Ogród należy przygotować na nadchodzącą wiosnę. Początek marca to dobry moment na wygrabienie pozostałych zeszłorocznych liści, a także na sprawdzenie w jakim stanie są rośliny sadownicze. W połowie marca zaś można wykonać cięcia posadzonych jesienią drzew i krzewów owocowych. Można też jeszcze przyciąć drzewa (jabłonie, grusze i śliwy). Mniejsza liczba gałęzi to jednocześnie większa dostępność światła słonecznego.
Warto też wybrać się do sklepu ogrodniczego – aby wybrać nasiona i nawozy.
Wysiew pierwszych nasion
Na początku marca można przygotować się do pierwszych wysiewów.

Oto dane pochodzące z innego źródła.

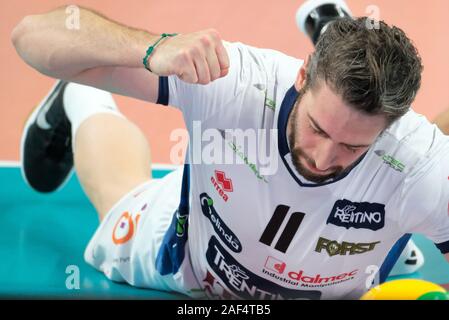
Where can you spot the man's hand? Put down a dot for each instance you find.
(198, 57)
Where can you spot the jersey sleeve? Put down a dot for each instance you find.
(424, 204)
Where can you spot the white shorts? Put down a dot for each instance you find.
(126, 244)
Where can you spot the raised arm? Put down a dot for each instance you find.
(108, 55)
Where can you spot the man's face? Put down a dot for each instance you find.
(326, 136)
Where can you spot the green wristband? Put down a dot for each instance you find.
(151, 49)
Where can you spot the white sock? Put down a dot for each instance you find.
(81, 102)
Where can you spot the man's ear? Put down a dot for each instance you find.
(301, 77)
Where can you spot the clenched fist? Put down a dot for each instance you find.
(198, 57)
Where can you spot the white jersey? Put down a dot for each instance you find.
(260, 234)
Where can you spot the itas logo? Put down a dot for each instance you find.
(334, 248)
(300, 278)
(222, 230)
(124, 228)
(222, 184)
(228, 277)
(358, 215)
(274, 264)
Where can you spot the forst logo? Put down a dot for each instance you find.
(344, 248)
(358, 215)
(222, 184)
(221, 229)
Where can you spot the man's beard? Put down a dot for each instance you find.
(297, 153)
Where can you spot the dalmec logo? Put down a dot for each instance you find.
(124, 228)
(222, 184)
(277, 269)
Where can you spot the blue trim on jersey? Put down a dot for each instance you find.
(393, 257)
(443, 247)
(172, 250)
(163, 91)
(286, 108)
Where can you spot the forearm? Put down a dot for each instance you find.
(46, 44)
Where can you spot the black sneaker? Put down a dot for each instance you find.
(313, 16)
(46, 146)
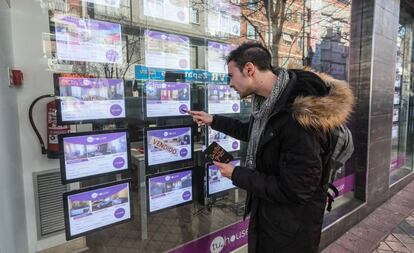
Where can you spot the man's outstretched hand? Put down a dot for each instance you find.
(226, 169)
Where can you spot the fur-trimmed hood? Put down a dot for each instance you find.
(325, 112)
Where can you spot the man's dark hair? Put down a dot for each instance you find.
(253, 52)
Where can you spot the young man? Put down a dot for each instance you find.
(287, 136)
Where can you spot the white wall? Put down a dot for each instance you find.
(13, 235)
(29, 21)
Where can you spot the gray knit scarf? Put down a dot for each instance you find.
(261, 111)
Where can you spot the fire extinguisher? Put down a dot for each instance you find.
(53, 129)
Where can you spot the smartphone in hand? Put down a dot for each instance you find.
(217, 153)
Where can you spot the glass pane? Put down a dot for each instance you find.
(401, 156)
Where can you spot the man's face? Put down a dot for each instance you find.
(241, 81)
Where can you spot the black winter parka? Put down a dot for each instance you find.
(285, 199)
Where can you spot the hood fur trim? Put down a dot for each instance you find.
(326, 112)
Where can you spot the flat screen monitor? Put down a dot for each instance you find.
(170, 189)
(168, 145)
(95, 208)
(229, 143)
(222, 99)
(91, 154)
(217, 183)
(167, 99)
(88, 100)
(88, 40)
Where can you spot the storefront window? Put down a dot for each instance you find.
(401, 156)
(125, 72)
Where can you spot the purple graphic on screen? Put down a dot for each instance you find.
(183, 109)
(119, 213)
(181, 15)
(98, 194)
(183, 152)
(112, 55)
(183, 63)
(235, 145)
(116, 110)
(186, 195)
(119, 162)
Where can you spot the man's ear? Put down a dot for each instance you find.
(250, 69)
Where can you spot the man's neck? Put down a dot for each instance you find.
(266, 81)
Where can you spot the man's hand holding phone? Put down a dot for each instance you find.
(201, 118)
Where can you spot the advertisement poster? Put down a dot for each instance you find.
(217, 53)
(98, 208)
(165, 50)
(91, 98)
(223, 18)
(171, 10)
(228, 143)
(167, 99)
(218, 183)
(88, 40)
(96, 154)
(169, 145)
(170, 190)
(222, 99)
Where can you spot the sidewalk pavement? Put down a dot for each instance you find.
(390, 228)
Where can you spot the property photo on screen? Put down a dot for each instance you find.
(91, 209)
(229, 143)
(218, 183)
(166, 99)
(222, 99)
(165, 145)
(93, 154)
(169, 190)
(87, 99)
(87, 40)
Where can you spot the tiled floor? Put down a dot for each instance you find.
(401, 238)
(390, 228)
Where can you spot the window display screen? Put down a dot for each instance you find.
(217, 53)
(87, 99)
(223, 18)
(222, 99)
(93, 154)
(172, 10)
(218, 183)
(167, 99)
(169, 190)
(166, 145)
(87, 40)
(227, 142)
(110, 3)
(88, 210)
(165, 50)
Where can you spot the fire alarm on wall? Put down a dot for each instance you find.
(15, 77)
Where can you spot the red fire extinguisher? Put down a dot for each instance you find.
(53, 129)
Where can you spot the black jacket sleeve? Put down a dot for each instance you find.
(233, 127)
(300, 169)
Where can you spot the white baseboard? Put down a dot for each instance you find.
(4, 4)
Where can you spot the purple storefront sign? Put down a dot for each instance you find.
(397, 162)
(222, 241)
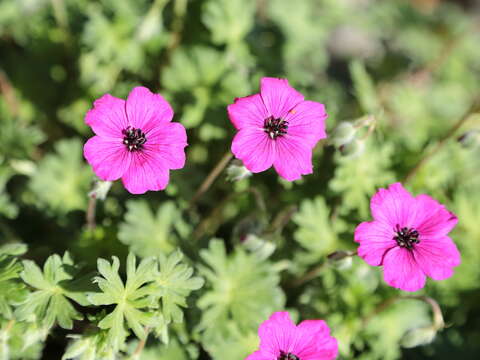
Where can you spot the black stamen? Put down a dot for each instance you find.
(406, 237)
(133, 138)
(287, 356)
(275, 127)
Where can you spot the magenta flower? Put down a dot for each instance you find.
(281, 339)
(408, 237)
(277, 127)
(135, 140)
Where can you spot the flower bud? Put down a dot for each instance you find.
(418, 336)
(470, 138)
(352, 149)
(343, 133)
(237, 171)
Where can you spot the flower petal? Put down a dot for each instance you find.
(168, 142)
(108, 117)
(401, 271)
(148, 171)
(277, 334)
(254, 148)
(248, 111)
(278, 96)
(393, 206)
(146, 110)
(108, 157)
(375, 239)
(316, 342)
(294, 158)
(306, 122)
(433, 218)
(437, 257)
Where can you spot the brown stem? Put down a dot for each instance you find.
(450, 133)
(90, 216)
(438, 321)
(210, 179)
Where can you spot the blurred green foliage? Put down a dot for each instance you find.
(412, 68)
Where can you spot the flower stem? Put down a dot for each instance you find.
(438, 322)
(90, 216)
(474, 108)
(210, 179)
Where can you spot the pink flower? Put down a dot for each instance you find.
(135, 140)
(281, 339)
(277, 127)
(408, 237)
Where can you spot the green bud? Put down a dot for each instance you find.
(352, 149)
(343, 133)
(237, 171)
(418, 336)
(100, 189)
(470, 138)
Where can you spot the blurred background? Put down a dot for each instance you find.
(404, 74)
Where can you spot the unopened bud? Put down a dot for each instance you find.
(237, 171)
(470, 138)
(100, 189)
(418, 336)
(343, 133)
(352, 149)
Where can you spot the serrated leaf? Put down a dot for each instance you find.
(48, 303)
(62, 180)
(133, 300)
(175, 282)
(240, 287)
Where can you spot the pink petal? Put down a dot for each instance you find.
(146, 110)
(147, 171)
(294, 158)
(375, 240)
(437, 257)
(248, 111)
(258, 355)
(278, 96)
(393, 206)
(108, 157)
(433, 219)
(277, 334)
(168, 142)
(108, 117)
(254, 148)
(315, 342)
(401, 271)
(306, 122)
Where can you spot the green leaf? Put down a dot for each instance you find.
(133, 300)
(240, 287)
(229, 21)
(357, 179)
(316, 232)
(49, 303)
(149, 234)
(175, 282)
(61, 181)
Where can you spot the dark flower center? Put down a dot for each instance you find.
(406, 237)
(287, 356)
(275, 127)
(133, 138)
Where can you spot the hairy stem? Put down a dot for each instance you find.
(90, 216)
(210, 179)
(441, 143)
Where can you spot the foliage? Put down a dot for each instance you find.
(396, 77)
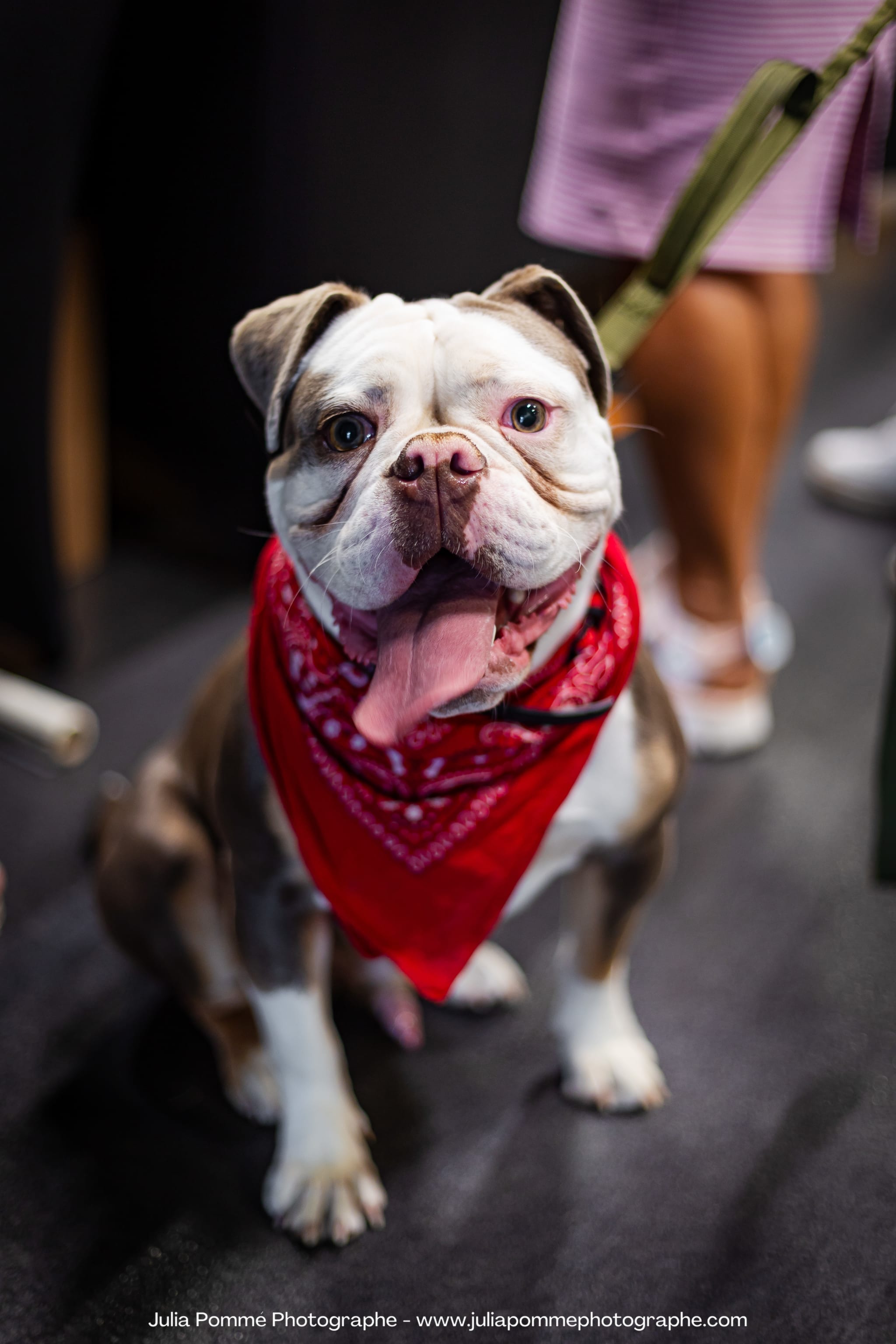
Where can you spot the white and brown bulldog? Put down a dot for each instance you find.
(442, 488)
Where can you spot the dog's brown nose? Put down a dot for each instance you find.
(444, 455)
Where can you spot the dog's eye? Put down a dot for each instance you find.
(347, 432)
(528, 416)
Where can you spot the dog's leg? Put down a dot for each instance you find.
(491, 979)
(606, 1060)
(323, 1182)
(166, 901)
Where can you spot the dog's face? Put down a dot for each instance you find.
(444, 478)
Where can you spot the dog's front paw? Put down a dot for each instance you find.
(620, 1074)
(606, 1060)
(252, 1088)
(490, 979)
(324, 1186)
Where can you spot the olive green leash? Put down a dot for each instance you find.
(770, 115)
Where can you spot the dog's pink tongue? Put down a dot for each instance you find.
(433, 644)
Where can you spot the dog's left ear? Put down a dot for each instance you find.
(550, 296)
(269, 346)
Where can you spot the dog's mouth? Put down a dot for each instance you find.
(452, 631)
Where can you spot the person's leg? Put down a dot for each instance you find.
(789, 314)
(719, 377)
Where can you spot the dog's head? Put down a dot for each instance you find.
(442, 478)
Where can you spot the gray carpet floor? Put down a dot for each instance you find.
(765, 973)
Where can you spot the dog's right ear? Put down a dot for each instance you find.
(269, 344)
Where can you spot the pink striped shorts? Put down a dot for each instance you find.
(636, 89)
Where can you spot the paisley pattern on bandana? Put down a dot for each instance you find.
(418, 847)
(424, 796)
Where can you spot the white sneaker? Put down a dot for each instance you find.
(717, 722)
(855, 468)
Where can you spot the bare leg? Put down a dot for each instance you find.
(719, 378)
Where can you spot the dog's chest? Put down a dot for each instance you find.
(595, 814)
(597, 811)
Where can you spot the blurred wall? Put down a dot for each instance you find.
(222, 156)
(385, 146)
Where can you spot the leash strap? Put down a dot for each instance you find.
(771, 112)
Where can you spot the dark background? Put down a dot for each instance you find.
(221, 156)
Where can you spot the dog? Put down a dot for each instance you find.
(442, 488)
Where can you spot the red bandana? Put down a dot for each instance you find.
(418, 847)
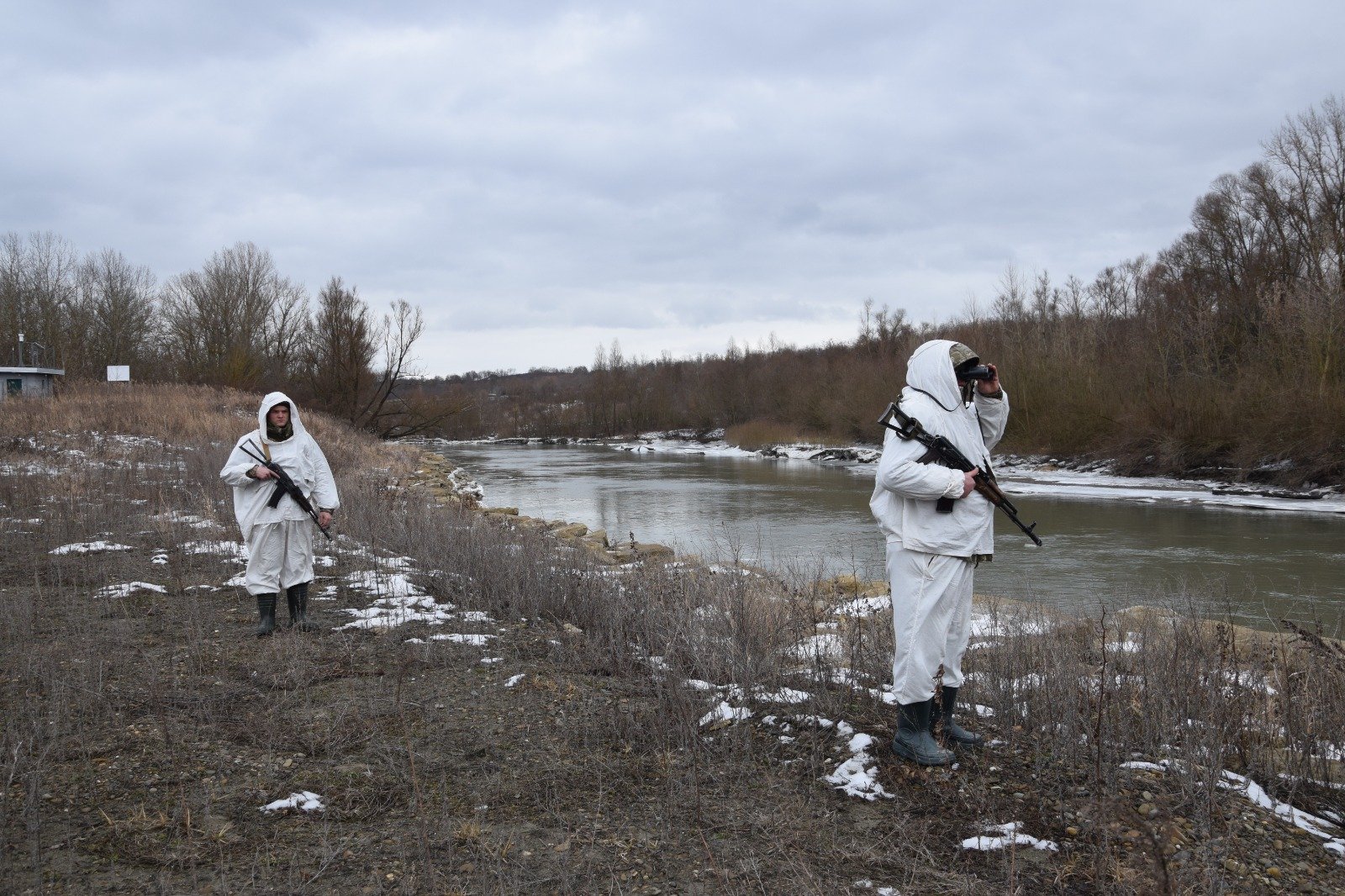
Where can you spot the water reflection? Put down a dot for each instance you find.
(1259, 566)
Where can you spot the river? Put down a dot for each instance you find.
(1107, 541)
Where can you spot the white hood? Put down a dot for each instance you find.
(271, 401)
(930, 372)
(298, 455)
(907, 492)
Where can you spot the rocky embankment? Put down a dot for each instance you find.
(450, 483)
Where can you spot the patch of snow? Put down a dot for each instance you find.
(724, 712)
(221, 548)
(864, 607)
(817, 647)
(1001, 835)
(475, 640)
(1311, 824)
(89, 548)
(389, 613)
(131, 587)
(304, 801)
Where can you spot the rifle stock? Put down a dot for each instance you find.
(287, 486)
(908, 428)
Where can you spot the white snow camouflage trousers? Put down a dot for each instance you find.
(279, 555)
(931, 619)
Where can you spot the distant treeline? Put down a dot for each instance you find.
(1224, 350)
(233, 322)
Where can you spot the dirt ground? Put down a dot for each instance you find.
(437, 775)
(544, 750)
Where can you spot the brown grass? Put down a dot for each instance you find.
(139, 735)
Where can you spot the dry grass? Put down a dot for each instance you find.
(757, 435)
(140, 734)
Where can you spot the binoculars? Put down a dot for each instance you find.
(977, 373)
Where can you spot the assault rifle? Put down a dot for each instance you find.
(286, 486)
(947, 454)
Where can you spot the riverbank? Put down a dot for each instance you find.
(494, 709)
(1021, 475)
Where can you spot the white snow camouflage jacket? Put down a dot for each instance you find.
(905, 492)
(299, 455)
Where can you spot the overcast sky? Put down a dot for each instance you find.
(545, 177)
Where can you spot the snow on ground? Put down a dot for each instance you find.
(475, 640)
(89, 548)
(304, 801)
(858, 775)
(818, 647)
(1001, 835)
(1021, 477)
(128, 588)
(235, 549)
(865, 607)
(725, 714)
(1315, 825)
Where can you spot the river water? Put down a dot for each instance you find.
(1107, 541)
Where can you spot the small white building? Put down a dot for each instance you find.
(27, 382)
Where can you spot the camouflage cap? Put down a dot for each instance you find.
(962, 356)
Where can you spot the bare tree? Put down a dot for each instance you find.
(235, 322)
(114, 315)
(37, 293)
(340, 350)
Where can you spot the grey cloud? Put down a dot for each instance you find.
(656, 167)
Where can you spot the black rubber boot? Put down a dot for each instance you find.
(914, 741)
(298, 599)
(954, 735)
(266, 615)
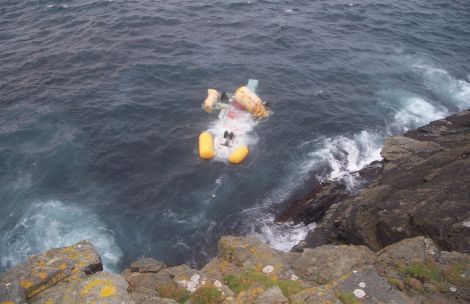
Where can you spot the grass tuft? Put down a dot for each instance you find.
(422, 272)
(348, 298)
(207, 295)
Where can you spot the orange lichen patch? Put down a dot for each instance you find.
(26, 284)
(107, 291)
(63, 266)
(41, 275)
(94, 283)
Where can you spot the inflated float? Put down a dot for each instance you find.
(228, 138)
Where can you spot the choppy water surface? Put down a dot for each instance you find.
(101, 109)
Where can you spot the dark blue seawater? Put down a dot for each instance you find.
(101, 110)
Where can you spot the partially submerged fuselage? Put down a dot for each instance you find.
(228, 137)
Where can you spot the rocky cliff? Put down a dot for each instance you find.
(249, 271)
(423, 189)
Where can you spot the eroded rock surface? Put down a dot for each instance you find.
(424, 189)
(248, 271)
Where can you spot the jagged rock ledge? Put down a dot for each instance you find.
(248, 271)
(423, 189)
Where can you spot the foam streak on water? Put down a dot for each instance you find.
(101, 113)
(54, 224)
(346, 155)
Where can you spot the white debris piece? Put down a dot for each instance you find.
(217, 284)
(268, 269)
(192, 285)
(359, 293)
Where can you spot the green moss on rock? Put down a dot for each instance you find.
(348, 298)
(207, 295)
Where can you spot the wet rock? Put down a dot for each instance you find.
(366, 286)
(272, 296)
(325, 263)
(423, 190)
(43, 271)
(258, 295)
(217, 268)
(314, 205)
(315, 295)
(144, 265)
(251, 253)
(101, 287)
(405, 253)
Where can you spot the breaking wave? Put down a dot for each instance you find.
(280, 236)
(448, 88)
(54, 224)
(345, 155)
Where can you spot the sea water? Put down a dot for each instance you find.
(101, 111)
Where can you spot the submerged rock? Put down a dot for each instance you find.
(423, 190)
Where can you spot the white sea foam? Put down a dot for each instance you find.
(413, 113)
(280, 236)
(345, 155)
(52, 224)
(232, 120)
(447, 87)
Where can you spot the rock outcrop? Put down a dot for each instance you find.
(424, 189)
(248, 271)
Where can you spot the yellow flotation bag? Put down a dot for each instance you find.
(238, 155)
(251, 102)
(206, 145)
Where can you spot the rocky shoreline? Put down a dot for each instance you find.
(402, 239)
(423, 189)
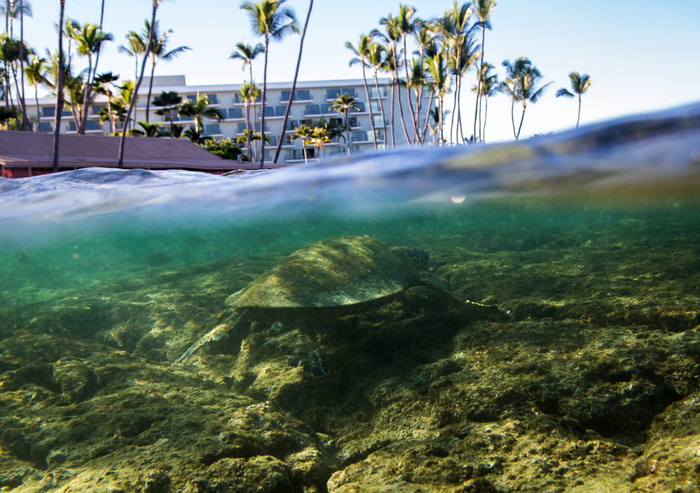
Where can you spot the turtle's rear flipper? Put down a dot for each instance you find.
(216, 335)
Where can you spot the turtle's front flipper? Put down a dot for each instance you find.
(214, 335)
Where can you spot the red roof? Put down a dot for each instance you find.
(30, 150)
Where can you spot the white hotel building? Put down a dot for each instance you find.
(313, 101)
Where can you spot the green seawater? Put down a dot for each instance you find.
(587, 248)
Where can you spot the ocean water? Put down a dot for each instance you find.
(598, 226)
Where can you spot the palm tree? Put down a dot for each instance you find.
(375, 58)
(406, 26)
(344, 104)
(137, 47)
(391, 39)
(462, 53)
(416, 81)
(148, 129)
(247, 53)
(320, 138)
(89, 39)
(525, 78)
(510, 85)
(294, 84)
(102, 86)
(149, 44)
(199, 110)
(488, 86)
(13, 51)
(59, 86)
(249, 93)
(440, 80)
(168, 101)
(361, 53)
(579, 85)
(159, 51)
(483, 10)
(304, 133)
(269, 19)
(36, 74)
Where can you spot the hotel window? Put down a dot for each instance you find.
(212, 129)
(235, 113)
(93, 125)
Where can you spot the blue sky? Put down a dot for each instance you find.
(642, 55)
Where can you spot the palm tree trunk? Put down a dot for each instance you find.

Należy pamiętać jednak, aby były pod dachem – w inspektach, szklarniach lub pod folią. To dobry moment na wysiew papryki, pomidorów lub ziół. Pod koniec marca można zasadzić już pierwsze drzewa i krzewy owocowa. Pamiętajmy jednak, żeby po posadzeniu, przyciąć je i podlać. Zasiać można także: chabry, gipsówkę, czy nagietek.
Jeżeli pod koniec miesiąca ustabilizuje się temperatura – można zacząć zdejmować osłony chroniące krzewy i drzewa zimą.
Doniczkowe SPA
W marcu rośliny doniczkowe zaczynają intensywnie rosnąć, warto je poprzesadzać do większych doniczek. Zasada jest taka – średnica nowej powinna być większa o około 2-4 cm. Jeśli rośliny są duże, nie musimy ich przesadzać. Wystarczy wymienić wierzchnią warstwę ziemi. W marcu można także rozmnażać rośliny pokojowe, np. zielistki, paprocie i skrzydłokwiaty.
Zielono mi, czyli piękny trawnik
Gdy ustabilizuje się pogoda możemy zacząć pielęgnować trawnik. Zacznijmy od porządków i wygrabienia śmieci, starych liści i trawy. Później czas na nawożenie. Do tego można użyć specjalistycznego nawozu lub mocznika, azofoski czy soli amonowej.